I had an MPI application that was crashing when running with the OFI Intel fabric, but which was working fine with TCP or DAPL fabric. After some investigation, I realized that the problem was that my application had its stack marked with the executable bit, which is not supported by the Intel MPI launcher with OFI.
I can reproduce this behavior with the following code:
module caller1_m implicit none contains subroutine caller(callee) external :: callee call callee() end subroutine caller end module caller1_m !=============================================================================== program test1 use caller1_m implicit none call caller(callee) contains subroutine callee print *, 'Greetings from "callee"!' end subroutine callee end program test1
One possible workaround is to get rid of the "contain'ed" subroutine by putting everything in a big module (see test_v2.f90 in this repository). Still: is the expected behavior of the Fortran compiler? If so, should one in general avoid passing contain'ed subroutines as actual arguments to other subroutines?
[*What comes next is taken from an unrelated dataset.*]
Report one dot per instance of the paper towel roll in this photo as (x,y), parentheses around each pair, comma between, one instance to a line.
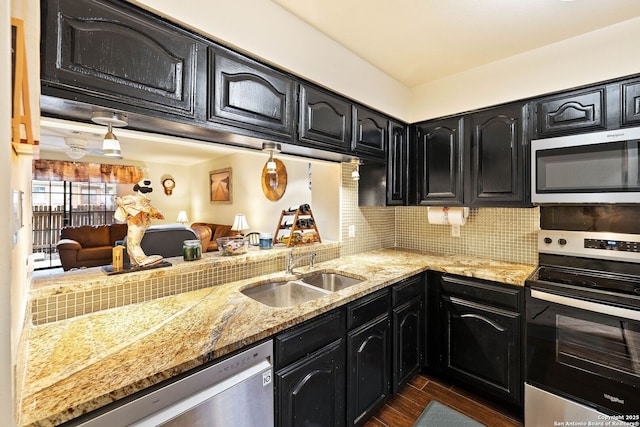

How are you detecting this? I know that, on Windows at least, the compiler/runtime had to change the way it created "thunks" for passing internal procedures so that the memory for the mini-routine was allocated on the heap and not the stack. I don't know how it worked on Linux.
For more information on "thunks", see my post Doctor Fortran in "Think, Thank, Thunk".
Thanks for your quick reply and for sending the reference regarding the "thunks", I will read it carefully later this week.
Regarding your question, I checked whether the ELF binary has an executable stack with the "execstack -q" command. For instance, for the example above I get:
execstack -q test_v1.x X test_v1.x
In addition, one can also check if the object file contains an executable stack with the "readelf -SW" command. For instance:
readelf -SW test_v1.o | grep GNU-stack [ 7] .note.GNU-stack NOTE 0000000000000000 000314 000000 00 X 0 0 1
The "X" executable attribute vanishes in both cases if I put the contain'ed subroutine in a separate module.
I am going to recommend that you file a ticket on this with Intel support. The people who understand how this works don't follow the forum. I am uncomfortable with the notion that the execute protection is being removed from the stack.
This issue will occur only when the routine you pass is an "internal procedure", contained in another procedure (or the main program). Passing an "external procedure" (including a module procedure) doesn't need a thunk (because no local variable context is needed.)